Iran 2026 Protests: Ayatollah’s Green Light for Violence as 1405 Budget Ignites Revolt

Large crowds of Iranian protesters on the left with a portrait of Ayatollah Ali Khamenei on the right.

“The shopkeepers are fair,”
Supreme Leader of Iran Ayatollah Khamenei admitted on January 3. But as the Grand Bazaar shuts its doors and the Rial hits 1.45 million to the dollar, the regime’s “fairness” is being delivered via sniper rifle. After a week of his silence, the green light for lethal force has been given. This is no longer a protest it is a calculation of survival.


Starvation by Numbers: Inside Budget 1405

The fuel for this uprising isn’t just chants, it’s a spreadsheet. President Masoud Pezeshkian’s 1405 National Budget, released just days after the June 2025 12-day conflict with Israel, shows a government retreating behind its security apparatus while citizens starve.

  • The 145% Surge: The IRGC and Ministry of Defense received $9.23 billion, a 145% increase while hospitals and schools face chronic shortages.
  • The Wage Trap: Public sector employees got a mere 20% raise.
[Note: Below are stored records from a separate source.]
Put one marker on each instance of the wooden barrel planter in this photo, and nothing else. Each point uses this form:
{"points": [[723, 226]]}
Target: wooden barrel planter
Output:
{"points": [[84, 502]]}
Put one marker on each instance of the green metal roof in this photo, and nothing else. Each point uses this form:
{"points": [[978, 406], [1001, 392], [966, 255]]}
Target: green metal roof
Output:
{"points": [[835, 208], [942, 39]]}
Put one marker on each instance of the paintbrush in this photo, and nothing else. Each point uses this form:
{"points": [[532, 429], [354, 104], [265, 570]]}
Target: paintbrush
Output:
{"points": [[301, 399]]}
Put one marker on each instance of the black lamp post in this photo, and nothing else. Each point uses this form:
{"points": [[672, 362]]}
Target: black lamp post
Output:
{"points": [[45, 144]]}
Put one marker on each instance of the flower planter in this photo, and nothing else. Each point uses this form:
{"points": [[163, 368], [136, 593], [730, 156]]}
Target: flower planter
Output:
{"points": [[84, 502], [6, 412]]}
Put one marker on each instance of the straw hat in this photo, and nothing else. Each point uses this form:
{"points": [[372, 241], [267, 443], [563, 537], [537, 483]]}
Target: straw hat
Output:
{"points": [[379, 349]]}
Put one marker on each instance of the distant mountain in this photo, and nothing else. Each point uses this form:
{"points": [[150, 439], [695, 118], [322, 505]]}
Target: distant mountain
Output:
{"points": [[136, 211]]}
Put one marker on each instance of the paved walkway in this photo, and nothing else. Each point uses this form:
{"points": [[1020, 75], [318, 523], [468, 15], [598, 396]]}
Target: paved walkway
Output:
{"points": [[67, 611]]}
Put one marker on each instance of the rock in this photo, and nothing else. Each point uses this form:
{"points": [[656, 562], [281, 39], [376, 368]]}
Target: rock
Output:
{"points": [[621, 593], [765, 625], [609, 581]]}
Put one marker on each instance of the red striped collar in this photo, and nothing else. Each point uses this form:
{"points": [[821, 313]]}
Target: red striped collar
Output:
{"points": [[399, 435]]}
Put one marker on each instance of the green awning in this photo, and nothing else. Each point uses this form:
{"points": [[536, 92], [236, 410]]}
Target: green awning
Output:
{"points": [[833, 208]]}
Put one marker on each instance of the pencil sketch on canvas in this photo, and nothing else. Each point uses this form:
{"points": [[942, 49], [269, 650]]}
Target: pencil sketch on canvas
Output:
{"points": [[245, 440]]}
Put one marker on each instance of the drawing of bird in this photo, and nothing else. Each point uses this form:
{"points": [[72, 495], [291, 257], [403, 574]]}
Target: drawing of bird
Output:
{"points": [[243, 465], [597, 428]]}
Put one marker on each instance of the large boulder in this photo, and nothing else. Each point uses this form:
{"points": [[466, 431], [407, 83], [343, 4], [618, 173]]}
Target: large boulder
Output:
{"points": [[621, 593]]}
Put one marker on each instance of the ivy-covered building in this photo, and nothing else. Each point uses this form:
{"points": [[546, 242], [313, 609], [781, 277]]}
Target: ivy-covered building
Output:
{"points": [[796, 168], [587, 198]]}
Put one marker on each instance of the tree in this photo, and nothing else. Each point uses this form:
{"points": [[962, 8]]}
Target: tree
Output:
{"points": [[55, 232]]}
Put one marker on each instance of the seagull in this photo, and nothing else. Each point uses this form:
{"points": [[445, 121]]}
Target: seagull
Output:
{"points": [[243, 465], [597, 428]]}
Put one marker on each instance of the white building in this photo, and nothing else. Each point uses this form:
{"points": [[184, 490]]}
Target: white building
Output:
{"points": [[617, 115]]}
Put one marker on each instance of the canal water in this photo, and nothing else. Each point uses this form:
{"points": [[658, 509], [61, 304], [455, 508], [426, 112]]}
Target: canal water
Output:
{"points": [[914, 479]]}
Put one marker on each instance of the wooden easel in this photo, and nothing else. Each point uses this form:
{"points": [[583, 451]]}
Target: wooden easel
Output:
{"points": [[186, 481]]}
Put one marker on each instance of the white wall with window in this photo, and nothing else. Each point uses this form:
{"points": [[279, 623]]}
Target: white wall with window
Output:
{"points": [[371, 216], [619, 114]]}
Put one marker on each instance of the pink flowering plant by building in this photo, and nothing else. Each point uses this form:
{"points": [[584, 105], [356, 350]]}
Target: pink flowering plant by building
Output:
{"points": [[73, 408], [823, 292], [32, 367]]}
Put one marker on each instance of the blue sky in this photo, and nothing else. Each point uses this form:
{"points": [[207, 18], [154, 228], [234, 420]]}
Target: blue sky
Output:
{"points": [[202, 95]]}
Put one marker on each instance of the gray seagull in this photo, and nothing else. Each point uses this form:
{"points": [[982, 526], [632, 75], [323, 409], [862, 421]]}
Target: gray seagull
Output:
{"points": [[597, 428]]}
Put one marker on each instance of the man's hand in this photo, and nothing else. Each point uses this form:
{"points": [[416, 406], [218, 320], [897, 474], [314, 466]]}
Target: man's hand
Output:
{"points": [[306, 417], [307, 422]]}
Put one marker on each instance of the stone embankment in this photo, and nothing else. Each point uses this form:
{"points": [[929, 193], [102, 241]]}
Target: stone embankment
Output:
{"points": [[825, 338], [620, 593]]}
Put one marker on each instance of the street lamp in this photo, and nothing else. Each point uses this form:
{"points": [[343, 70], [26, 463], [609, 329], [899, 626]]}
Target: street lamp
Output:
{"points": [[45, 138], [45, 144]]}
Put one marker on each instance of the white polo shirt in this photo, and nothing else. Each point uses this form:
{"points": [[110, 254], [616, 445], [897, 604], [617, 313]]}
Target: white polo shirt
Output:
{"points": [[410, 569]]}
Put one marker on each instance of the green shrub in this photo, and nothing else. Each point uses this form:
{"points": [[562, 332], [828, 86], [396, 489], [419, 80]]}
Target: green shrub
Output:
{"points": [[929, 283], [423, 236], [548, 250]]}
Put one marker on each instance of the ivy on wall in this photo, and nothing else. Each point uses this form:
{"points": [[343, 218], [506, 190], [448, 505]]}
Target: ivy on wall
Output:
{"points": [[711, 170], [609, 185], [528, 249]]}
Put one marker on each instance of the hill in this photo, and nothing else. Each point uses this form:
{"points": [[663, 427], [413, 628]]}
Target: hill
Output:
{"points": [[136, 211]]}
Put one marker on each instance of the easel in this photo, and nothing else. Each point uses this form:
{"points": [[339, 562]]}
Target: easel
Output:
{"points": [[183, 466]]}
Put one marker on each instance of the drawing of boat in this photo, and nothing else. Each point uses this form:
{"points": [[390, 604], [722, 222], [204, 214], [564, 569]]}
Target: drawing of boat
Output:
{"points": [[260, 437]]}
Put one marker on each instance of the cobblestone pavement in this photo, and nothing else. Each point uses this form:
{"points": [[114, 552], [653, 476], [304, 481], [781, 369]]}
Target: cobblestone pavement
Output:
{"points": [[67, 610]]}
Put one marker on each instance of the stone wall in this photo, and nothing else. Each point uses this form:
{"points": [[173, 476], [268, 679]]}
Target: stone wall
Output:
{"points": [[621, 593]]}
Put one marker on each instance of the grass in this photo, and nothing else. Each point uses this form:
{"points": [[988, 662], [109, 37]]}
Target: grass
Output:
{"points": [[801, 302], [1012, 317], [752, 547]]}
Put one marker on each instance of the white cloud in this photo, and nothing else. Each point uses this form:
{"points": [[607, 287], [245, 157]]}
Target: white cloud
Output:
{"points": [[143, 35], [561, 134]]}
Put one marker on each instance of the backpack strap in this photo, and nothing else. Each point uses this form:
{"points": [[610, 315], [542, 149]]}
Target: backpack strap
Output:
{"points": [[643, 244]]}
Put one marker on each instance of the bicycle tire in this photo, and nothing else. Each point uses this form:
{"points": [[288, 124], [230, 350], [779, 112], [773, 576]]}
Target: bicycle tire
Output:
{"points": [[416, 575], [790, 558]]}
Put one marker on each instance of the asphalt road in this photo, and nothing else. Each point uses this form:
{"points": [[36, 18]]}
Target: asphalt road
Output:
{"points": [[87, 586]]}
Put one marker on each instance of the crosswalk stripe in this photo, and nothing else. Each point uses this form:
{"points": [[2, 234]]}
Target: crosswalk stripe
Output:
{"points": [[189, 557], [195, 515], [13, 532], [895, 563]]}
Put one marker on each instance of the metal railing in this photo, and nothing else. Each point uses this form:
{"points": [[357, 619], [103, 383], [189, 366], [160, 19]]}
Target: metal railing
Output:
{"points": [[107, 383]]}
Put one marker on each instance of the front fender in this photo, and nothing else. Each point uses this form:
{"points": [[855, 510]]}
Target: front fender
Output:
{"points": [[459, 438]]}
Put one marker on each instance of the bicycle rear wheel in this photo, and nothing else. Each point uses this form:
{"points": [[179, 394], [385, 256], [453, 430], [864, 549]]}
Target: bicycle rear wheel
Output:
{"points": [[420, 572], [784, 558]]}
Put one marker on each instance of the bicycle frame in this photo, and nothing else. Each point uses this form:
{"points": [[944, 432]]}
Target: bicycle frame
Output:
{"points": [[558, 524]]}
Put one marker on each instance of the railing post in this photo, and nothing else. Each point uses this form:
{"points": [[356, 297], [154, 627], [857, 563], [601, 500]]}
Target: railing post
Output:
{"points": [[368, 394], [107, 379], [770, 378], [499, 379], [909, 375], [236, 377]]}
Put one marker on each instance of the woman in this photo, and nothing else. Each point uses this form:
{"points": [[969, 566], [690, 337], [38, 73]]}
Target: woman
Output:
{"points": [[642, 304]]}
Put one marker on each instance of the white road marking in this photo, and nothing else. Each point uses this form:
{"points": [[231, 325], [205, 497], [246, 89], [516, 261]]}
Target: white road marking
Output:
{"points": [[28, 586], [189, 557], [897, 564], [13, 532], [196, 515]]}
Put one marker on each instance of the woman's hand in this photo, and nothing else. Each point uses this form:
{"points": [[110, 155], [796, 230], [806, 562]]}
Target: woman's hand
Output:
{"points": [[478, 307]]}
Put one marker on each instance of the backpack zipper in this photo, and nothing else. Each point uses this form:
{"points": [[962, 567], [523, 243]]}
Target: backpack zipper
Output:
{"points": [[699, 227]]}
With real-world inflation at 50%, this effectively amounts to a pay cut.
  • The VAT Hammer: A 2% hike (10% → 12%) further punishes Bazaar merchants, who saw their remaining capital redirected toward the security state.

Budget 1405 isn’t a fiscal plan; it’s a war plan. The regime has officially traded its social contract for its sniper rifles.


The Malekshahi Turning Point: Crowd Control to Combat

On January 3, Malekshahi (Ilam Province) became the epicenter of Tehran’s new “shoot-to-kill” posture. Unlike previous protests using batons and tear gas, the 2026 crackdown is militarized.

Verified reports show IRGC units using DShK heavy machine guns and direct live fire against crowds of thousands. Among the 17 confirmed dead are young men like Shayan Asadollahi, a 28-year-old barber from Lorestan. Eyewitnesses describe security forces firing from pickup trucks and rooftops, targeting rural “blind spots” with minimal international observation.

Other high-intensity zones include Kermanshah, Kuhdasht, Azna, and Lordegan, where heavy gunfire and sniper tactics mirror the 2019 “Bloody November” methods.


Hospitals as Battlefield

Perhaps the most harrowing development is the transformation of medical facilities into surveillance tools.

  • Siege of Hospitals: In Lorestan, Ilam, and Tehran, plainclothes agents and Basij patrol ER entrances, inspecting all injuries for protest-related wounds. Blood donations are being blocked, and anti-riot units have attempted to raid hospitals.
  • Underground Networks: The “White Network” has emerged, doctors performing surgery by candlelight in safe houses, consulting with Iranian specialists abroad via encrypted apps.
  • Types of Injuries:
    • Direct live ammo, often targeting torsos.
    • Close-range birdshot, causing permanent eye injuries.
    • Untreated infections, sometimes lethal due to fear of hospitals.

This illustrates a chilling reality: a wounded protester in Iran is treated as a potential criminal.


The “Locked and Loaded” Standoff

The ghost of the June 2025 war lingers over Iran’s streets. President Trump’s Jan 2 warning “locked and loaded” to protect protesters has heightened the stakes.

Some protesters feel emboldened, but the regime’s rhetoric has hardened. Ali Larijani, the Supreme Leader’s security representative, threatened destruction of U.S. bases if intervention occurs. Khamenei, haunted by regional upheavals like the capture of Nicolás Maduro, is using both fear and force to maintain control.


Lessons from 2019: The Shadow of “Bloody November”

Patterns are eerily familiar:

  • Economic Shock: 2019 saw petrol protests; 2026, the collapsing Rial.
  • Digital Control: 35–50% throttling and localized blackouts are precursors to a potential total “dark window.”
  • Demonization: Khamenei’s Jan 3 speech praised “loyal merchants” but labeled youth and student leaders as “mercenary rioters,” providing a legal pretext for violence.


Casualties, Arrests, and the Hidden Injured

Rights groups Hengaw and HRANA report:

  • Confirmed Deaths: 16–17 across multiple provinces.
  • Arrests: 582+ in the first week, including 40 in Tehran for online activism.
  • Injuries: Hundreds, with dozens treated in secret due to fear of hospital arrest.

The regime’s tactics include using live ammunition, sniper fire, and targeting youth leadership to decapitate the protest movement.


The Closing of the Bazaar

When the Bazaar closes, the heart of the Iranian economy stops beating. When the students rise, the regime’s future evaporates. By funding the sniper over the shopkeeper, the Islamic Republic has made its choice.

The coming 48 hours will determine if the strikes expand to the energy sector. If the oil stops flowing as the Bazaar doors remain locked, the 145% security budget won't be worth the paper it's printed on.